The Girls by Emma Cline Book Review

Northern California, during the violent end of the 1960s. At the start of summer, a lonely and thoughtful teenager, Evie Boyd, sees a group of girls in the park, and is immediately caught by their freedom, their careless dress, their dangerous aura of abandon. Soon, Evie is in thrall to Suzanne, a mesmerising older girl, and is drawn into the circle of a soon-to-be infamous cult and the man who is its charismatic leader.

✩ ✩ ✩ / ✩ ✩ ✩ ✩ ✩  3 out of 5 stars.

Let’s cut to the chase, apparently this book is based off of the Manson murders and the cult culture that developed in their build-up. I don’t remember the murders themselves and the media frenzy never really interested me until I looked into this book. My partner on the other hand has been invested in this piece of history for a long time and has read quite a few books on the subject so opinion on this novel was divided in our house.

The story starts with a female protagonist called Evie who bored with her life, her friends and her family, becomes involved with a group of the young women who belong to a way of life centred around a man whom has caught them all up within himself and they’ve somehow tagged along. In this book you don’t get much of the preaching and brain-washing that may have gone on to persuade these girls to do the deeds they did in real life but this fictional account gives a very firm idea of the parties and intoxication that happened within the camp. It’s very much party, party, party with a bittersweet taste of young women led down a garden path of sexual oppression.

Even though I could see her getting on other reader’s nerves I found Evie to be quite likeable and even though she was being swayed by getting involved with these girls she still remains to be a character that I enjoyed following. Sometimes you can read a book and your stomach literally drops when you can see a character making a really crappy decision and you know it’s gonna bite them in the arse later down the line but Evie didn’t want to make me shout at the pages for once. I felt myself getting quite caught up in the world Cline describes with Evie because she is crafted as being an older woman looking back on her life’s mistakes and this makes the reading to be quite comfortable.

Evie is a woman who has taken years to process her experiences and tells her history as someone whom is looking back on her teenage years with the wisdom of living a scorned life – not some dumb girl who doesn’t have her wits about her writing an episodic-like account of her time within a cult. It’s clear that Evie is swept up by the whirlwind of an older woman, Suzanne, who she isn’t shy on admitting she fell in love with and then tumbles into the package that comes with her and this means the Manson family way of life.

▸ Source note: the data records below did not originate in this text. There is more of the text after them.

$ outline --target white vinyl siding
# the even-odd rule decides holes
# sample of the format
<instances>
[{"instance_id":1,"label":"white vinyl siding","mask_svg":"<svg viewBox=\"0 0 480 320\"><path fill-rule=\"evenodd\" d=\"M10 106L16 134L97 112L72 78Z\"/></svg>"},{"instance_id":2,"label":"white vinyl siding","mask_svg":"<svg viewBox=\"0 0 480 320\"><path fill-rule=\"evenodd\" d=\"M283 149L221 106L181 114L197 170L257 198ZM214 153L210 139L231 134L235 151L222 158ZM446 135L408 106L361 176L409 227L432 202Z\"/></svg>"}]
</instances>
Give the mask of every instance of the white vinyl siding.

The book is bursting with quotes about women, love, sex and drugs that can’t be missed. Cline writes so well retrospectively but she also has a talent for immersing her audience into the here and now of whatever setting she is painting alongside this. I totally enjoyed reading this but the only thing that frustrated me was how Evie, a fourteen year old girl, can run off and kind-of-accidentally join a cult without her parents even noticing and get away with not even being instigated in the murder that happens near the end.

There’s few threads to pull in this book and I was surprised to discover that this is actually a debut so I’ll be keeping an eye out for what comes next.

Disclaimer: I received a copy of this title from the publisher via NetGalley in exchange for an honest review. All thoughts are my own.